Lavender is a beautiful purple flower that is native to the Mediterranean region. It has a clean, arresting scent that is known to relax people. Today, lavender is used in wreaths, potpourris and linen sprays. In medieval times, lavender was used to treat illnesses and ward off head lice, cholera and even the plague.
Many orchids don’t need soil to grow — they can get all the nutrients they need from the air instead!
Moonflowers bloom only at night. Their cousins, morning glories, bloom in the morning.
Flowers were popular as girls’ names in the Victorian age. Today, those names are making a comeback. Do you know anyone named Lily, Violet or Chrysanthemum? Would you like to be named after a flower?

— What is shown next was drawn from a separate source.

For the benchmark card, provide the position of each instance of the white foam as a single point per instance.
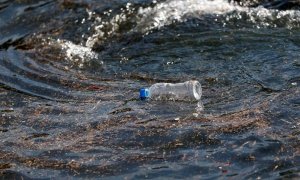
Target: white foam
(77, 54)
(170, 11)
(180, 10)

Sunflowers produce substances that are toxic to other plants. Other plants growing around sunflowers may slowly die. The famous painter Vincent Van Gogh was fascinated by sunflowers and completed 11 paintings of the cheery flowers.
Dandelions are usually thought of as weeds, but did you know they’re highly nutritious? The leaves and flowers are a good source of iron, vitamin A and potassium. Dandelion leaves are known to improve skin’s appearance and cleanse the liver. Saute dandelions or add them to salads — just make sure they haven’t been treated with herbicides. Drink a tea made from dried dandelion leaves.